Her dad was recently transferred to the island, and Jenna, her mother and brother transferred too, to live with Jenna's grandparents. Jenna has been trying to join The Snoops, her school's in-group. They're racially mixed. She's part Native American. Though they're really looking for an Hispanic, they are evaluating her.
Jenna isn't permitted to tell her new friends that her dad is in prison. It's her mother's rule. Prison reflects on wives and children. Keeping the fact of prison secret becomes more difficult when the newspaper runs a story about a Good Samaritan rescue at the McNeil Island Corrections Center. No names are mentioned, but Jenna's mother is furious. Jenna stays out of her mother's way, and collects the news clippings about the incident. She writes in her journal about her wish to tell the truth.
Just as Jenna is forming a friendship with one of The Snoops, another learns about her dad and prison by snooping in Jenna's room. The group leaders vote to exclude Jenna, but the forming friendship survives, and a new one begins when the former boyfriend of a Snoops leader reveals his real dad is in prison too.
An Inmate's Daughter is a fictional account of the reality faced by over 2 million American children with a parent in prison or jail. The children are doing time too.
This offers a perspective I haven't seen in children's novels: the impact of incarcerated parents on their children. Not the strongest story.
Jenna's dad is serving prison time on McNeil Island for the crime of murder. Jenna's mother has a strict rule that no one in the family talk about their father being in prison, that people will look upon the family as criminals. Because of this rule, Jenna is afraid to make new friends in her grandparents' town where they've moved to be closer to McNeil. Currently, she and Andi are being "evaluated" for acceptance by the Snoops, an exclusive group of diverse girls who hang out together. If her potential friends ever found out about her father... Jenna finds it very difficult to maintain the family secret especially when she learns that Andi's dad is a police officer. She understands what her father means when he says prisoners are not the only ones serving time; so do their children.
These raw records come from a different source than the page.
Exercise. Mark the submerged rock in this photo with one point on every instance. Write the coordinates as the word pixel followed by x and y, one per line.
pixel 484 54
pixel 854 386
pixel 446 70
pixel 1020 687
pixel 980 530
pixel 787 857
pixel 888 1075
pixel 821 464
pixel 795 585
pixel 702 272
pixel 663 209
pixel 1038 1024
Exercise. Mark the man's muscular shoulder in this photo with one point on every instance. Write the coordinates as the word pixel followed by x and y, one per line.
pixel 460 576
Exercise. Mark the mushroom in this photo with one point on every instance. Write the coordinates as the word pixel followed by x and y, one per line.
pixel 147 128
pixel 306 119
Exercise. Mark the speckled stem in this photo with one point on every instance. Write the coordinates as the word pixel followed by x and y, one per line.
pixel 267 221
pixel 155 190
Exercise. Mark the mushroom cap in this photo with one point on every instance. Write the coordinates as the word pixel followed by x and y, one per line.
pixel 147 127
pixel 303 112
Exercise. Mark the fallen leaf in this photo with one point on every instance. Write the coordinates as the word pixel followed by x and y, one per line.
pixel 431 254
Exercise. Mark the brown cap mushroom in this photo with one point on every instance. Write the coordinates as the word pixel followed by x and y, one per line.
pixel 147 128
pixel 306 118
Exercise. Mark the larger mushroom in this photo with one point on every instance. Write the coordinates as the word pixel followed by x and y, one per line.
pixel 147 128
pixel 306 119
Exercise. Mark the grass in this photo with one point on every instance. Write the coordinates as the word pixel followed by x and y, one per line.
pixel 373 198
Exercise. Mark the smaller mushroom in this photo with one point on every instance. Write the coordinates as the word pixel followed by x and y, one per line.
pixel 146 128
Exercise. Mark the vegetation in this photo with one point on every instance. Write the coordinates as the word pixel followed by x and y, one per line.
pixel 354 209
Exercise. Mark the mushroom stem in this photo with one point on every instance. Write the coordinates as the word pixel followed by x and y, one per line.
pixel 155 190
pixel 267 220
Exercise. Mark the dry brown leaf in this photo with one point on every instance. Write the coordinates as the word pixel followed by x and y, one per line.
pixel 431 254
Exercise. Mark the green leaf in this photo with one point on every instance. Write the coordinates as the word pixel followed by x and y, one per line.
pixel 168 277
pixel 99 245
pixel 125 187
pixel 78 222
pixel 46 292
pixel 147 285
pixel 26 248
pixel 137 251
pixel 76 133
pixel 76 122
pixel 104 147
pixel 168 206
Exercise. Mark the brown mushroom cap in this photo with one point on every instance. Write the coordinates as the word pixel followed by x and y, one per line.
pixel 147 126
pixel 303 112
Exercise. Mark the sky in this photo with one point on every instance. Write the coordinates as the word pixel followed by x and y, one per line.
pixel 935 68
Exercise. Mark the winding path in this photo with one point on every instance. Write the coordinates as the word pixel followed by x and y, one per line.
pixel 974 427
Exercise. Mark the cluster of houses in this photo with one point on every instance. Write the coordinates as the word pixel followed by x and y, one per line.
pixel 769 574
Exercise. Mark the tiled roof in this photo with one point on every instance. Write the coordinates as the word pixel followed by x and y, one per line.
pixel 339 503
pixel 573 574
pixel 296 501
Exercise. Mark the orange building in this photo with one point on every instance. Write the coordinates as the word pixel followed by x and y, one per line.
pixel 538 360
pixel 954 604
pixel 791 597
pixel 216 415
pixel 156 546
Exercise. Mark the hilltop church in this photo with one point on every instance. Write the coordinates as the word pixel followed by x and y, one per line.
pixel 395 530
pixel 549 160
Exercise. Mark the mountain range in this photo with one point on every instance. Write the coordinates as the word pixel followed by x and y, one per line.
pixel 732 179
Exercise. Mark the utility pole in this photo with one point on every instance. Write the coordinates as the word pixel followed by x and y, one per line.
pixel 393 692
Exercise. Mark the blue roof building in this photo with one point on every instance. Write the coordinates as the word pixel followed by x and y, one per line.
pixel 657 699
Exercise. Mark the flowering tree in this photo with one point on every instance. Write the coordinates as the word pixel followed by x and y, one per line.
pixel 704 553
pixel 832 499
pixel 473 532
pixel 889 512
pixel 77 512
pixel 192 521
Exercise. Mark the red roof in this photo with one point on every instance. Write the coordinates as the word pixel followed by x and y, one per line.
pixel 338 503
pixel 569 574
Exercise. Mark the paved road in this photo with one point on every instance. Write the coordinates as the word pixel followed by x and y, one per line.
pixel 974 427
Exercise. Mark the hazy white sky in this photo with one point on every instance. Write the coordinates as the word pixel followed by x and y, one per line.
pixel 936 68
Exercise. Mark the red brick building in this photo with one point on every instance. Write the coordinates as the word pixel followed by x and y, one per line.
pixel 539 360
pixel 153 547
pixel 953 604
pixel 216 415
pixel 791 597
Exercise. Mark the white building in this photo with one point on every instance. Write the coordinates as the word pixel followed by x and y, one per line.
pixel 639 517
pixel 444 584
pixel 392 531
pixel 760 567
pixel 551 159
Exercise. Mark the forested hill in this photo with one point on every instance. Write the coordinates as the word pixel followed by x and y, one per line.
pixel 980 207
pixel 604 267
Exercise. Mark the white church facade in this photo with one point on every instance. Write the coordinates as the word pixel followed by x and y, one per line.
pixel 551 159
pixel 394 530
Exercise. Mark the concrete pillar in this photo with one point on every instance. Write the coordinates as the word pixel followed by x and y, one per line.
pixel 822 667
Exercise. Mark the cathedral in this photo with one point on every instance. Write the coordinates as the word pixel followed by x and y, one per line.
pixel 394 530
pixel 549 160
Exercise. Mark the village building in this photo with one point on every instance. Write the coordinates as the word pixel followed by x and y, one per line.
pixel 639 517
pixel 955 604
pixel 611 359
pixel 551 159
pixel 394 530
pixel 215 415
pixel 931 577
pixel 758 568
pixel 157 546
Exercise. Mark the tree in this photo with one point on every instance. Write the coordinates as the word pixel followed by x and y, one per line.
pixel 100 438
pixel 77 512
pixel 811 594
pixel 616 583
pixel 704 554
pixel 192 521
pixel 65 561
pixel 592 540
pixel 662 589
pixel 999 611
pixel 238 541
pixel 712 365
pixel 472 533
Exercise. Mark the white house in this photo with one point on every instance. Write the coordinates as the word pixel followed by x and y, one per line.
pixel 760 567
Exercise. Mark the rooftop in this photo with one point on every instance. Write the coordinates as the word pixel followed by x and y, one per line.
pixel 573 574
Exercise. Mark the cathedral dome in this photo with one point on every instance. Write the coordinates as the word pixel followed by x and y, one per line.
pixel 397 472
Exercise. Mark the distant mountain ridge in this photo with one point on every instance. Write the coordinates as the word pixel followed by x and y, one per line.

This was a good book but it didn't really make me want to keep reading it because I wasn't interested after about 70 pages. I choose this book because my dad wanted me to read it. I would recommend this to another student because a lot of people go through what the girl did in the book. I think Jan walker wrote this book because she taught parenting and family classes to hundreds of men like Jenna's dad.
weak story, unbelievable characters, and very clumsy themes. it had potential and i DID finish it, but wish i could have back the time that it took, now.